Fahrbericht Opel Astra

— 02.10.2009

Großer Astra, großer Sprung?

Wenn Opel einen neuen Astra bringt, schaut Deutschland genau hin. Schafft er es dieses Mal, am Thron des VW Golf zu rütteln? Der Opel hat einen gewaltigen Sprung gemacht. In Sachen Qualität. Und bei der Größe.

Der neue Astra kommt und ganz Auto-Deutschland hält den Atem an. Kann er diesmal den VW Golf schlagen? Der erste Eindruck macht Hoffnung. Prima: Die Materialgüte im nobel ausstaffierten Topmodell Cosmo, das uns für erste Probekilometer zur Verfügung stand, lässt einen echten Fortschritt zum Vorgänger erkennen. Nicht ganz so prima: Beim Platzangebot bleibt der Entwicklungsschritt aus. Zumindest gefühlt.
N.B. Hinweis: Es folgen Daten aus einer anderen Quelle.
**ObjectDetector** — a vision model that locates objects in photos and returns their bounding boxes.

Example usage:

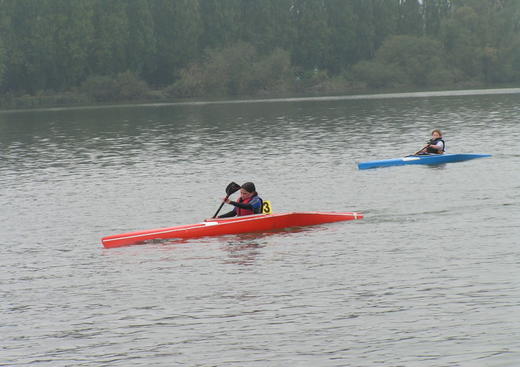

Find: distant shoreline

[0,87,520,113]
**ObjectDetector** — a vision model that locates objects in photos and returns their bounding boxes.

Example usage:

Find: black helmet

[240,182,256,193]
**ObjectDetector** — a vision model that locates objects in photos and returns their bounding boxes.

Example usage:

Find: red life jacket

[235,196,255,217]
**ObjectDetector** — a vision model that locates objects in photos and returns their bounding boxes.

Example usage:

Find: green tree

[199,0,241,49]
[90,0,130,75]
[126,0,156,75]
[354,35,451,87]
[148,0,202,86]
[399,0,424,36]
[291,0,330,69]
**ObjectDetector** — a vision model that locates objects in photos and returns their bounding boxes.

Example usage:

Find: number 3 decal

[262,200,273,214]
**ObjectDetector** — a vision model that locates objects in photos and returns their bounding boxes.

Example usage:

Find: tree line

[0,0,520,105]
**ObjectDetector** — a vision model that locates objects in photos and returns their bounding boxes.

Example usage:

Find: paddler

[415,129,446,154]
[217,182,263,218]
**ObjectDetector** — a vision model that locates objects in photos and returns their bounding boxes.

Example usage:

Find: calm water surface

[0,91,520,367]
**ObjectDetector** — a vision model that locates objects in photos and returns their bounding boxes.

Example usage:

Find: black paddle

[211,182,240,218]
[412,140,432,155]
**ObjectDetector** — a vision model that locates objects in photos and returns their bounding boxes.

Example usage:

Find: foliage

Zwar hat sich der Astra auf 4,42 Meter gestreckt und sprengt damit schon fast die Grenzen seiner Klasse (ein Golf ist 22 Zentimeter kürzer) – doch der größte Teil der 17 zusätzlichen Längen-Zentimeter scheint irgendwo im bauchigen Blechkleid zu verpuffen.

Alle News und Tests zum Opel Astra auf der neuen Astra-Modellseite

Der Kofferraum ist gegenüber früher sogar leicht geschrumpft: 370 bis 1235 Liter sind es nun (vorher 380 bis 1295). Dafür gibt es allerdings mehr Innenbreite und dadurch Reisekomfort beinahe wie in der Mittelklasse – erst recht, wenn man sich den von der "Aktion Gesunder Rücken" empfohlenen Ergonomie-Fahrersitz gönnt (850 Euro im Premium-Paket mit 18-Zoll-Rädern). Nach wie vor bildet die umgelegte Rücksitzlehne keine ganz ebene Ladefläche, als praktischer Kofferraumteiler fungiert ein dreistufig verstellbarer Flex-Floor-Boden (90 Euro, Serie bei Sport und Cosmo), der auch einen bündigen Abschluss mit der hohen Ladekante herstellt.
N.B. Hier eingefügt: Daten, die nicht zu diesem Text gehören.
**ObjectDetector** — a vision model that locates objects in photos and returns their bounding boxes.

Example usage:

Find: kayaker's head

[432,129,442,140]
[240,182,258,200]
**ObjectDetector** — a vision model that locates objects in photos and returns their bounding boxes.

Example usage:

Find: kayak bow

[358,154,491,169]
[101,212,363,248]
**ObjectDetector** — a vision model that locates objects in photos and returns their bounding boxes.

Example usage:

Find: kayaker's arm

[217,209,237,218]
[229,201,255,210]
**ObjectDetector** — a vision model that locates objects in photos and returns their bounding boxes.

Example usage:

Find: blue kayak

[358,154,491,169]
Die Sechsgang-Automatik raubt dem 160 PS starken Top-Diesel die Kraft

Mehr Innenbreite sorgt für Reisekomfort beinahe wie in der Mittelklasse.

Das Cockpit ähnelt optisch dem des größeren Insignia und wirkt mit 45 Knöpfen auf der Mittelkonsole leider auch genauso überfrachtet. Immerhin hat Opel den zweiten (und daher überflüssigen) Dreh-Drück-Regler fürs Navi eingespart. Der von AUTO BILD gefahrene Top-Diesel (zwei Liter, 160 PS) wirkt beim forschen Tritt aufs Gaspedal zwar etwas vorlaut, aber nicht so knurrig wie beim Insignia. Die träge Sechsgangautomatik kaschiert die Anfahrschwäche, raubt dem drehmomentstarken Motor aber auch Kraft. Wer‘s feurig mag, sollte auf jeden Fall den Schalter nehmen.

Ab 15.900 Euro

Das Fahrwerk ist spürbar auf Komfort und Sicherheit getrimmt. Selbst mit 18-Zoll-Bereifung zeigt die Federung viel Feingefühl. Zickige Reaktionen im Grenzbereich verkneift sich der Opel, das ESP regelt sehr sanft. Für 930 Euro gibt es ein verstellbares Fahrwerk mit Tour- und Sport-Modus, das sich auf den individuellen Fahrstil einstellt. Mit einem elektronischen Auge kann der Astra sogar Tempolimit- und Überholverbotsschilder erkennen und seinen Lichtkegel den Straßen- und Wetterverhältnissen anpassen. Die 15.900 Euro Grundpreis,  1000 Euro weniger als für einen vergleichbaren Golf, rücken dann freilich in weite Ferne.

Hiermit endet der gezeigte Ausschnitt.